I came across Judge Schneider’s decision in the East Texas Adaptix cases a couple of days ago (decision available here). The decision is notable for, among other things, the following analysis regarding what standard is applied when a district court judge reviews a magistrate judge’s claim construction ruling:
Defendants assert that the district court must review de novo the magistrate judge’s claim construction order. But the Court’s local rules establish a clearly erroneous standard when reviewing a magistrate’s judge order on non-dispositive matters.
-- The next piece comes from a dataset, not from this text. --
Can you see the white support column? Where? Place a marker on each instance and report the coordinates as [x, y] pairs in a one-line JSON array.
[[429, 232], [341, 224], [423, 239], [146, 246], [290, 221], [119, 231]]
Local Rule CV-72(b).
Claim construction is a non-dispositive, pretrial issue that can be referred to a magistrate judge under 28 U.S.C. § 636(b)(1)(A). SciCo Tec GmbH v. Boston Scientific Corp., 599 F. Supp. 2d 741, 742 (E.D. Tex. 2009). In some circumstances, out of an abundance of caution, the magistrate judge may choose to issue a report and recommendation (under 28 U.S.C. § 636(b)(1)(B)) rather than an order on claim construction (under 28 U.S.C. § 636(b)(1)(A)). See, e.g., Innova Patent Licensing, LLC v. Alcatel-Lucent Holdings, No. 2:10cv251, 2012 WL 2958231, at *1 (E.D. Tex. July 19, 2012). The district judge reviews a report and recommendation under the more demanding de novo standard. Local Rule CV-72(c); Innova Patent Licensing, 2012 WL 2958231, at *1.
But in this case, the magistrate judge issued an order on the non-dispositive issue of claim construction, not a report and recommendation. Accordingly, the clearly erroneous standard applies. Yet, the Court acknowledges that its order will be held to the de novo standard by the appellate court. Thus, the Court determines that even under the more burdensome de novo standard of review, the Court would still agree with and uphold the constructions of the magistrate judge.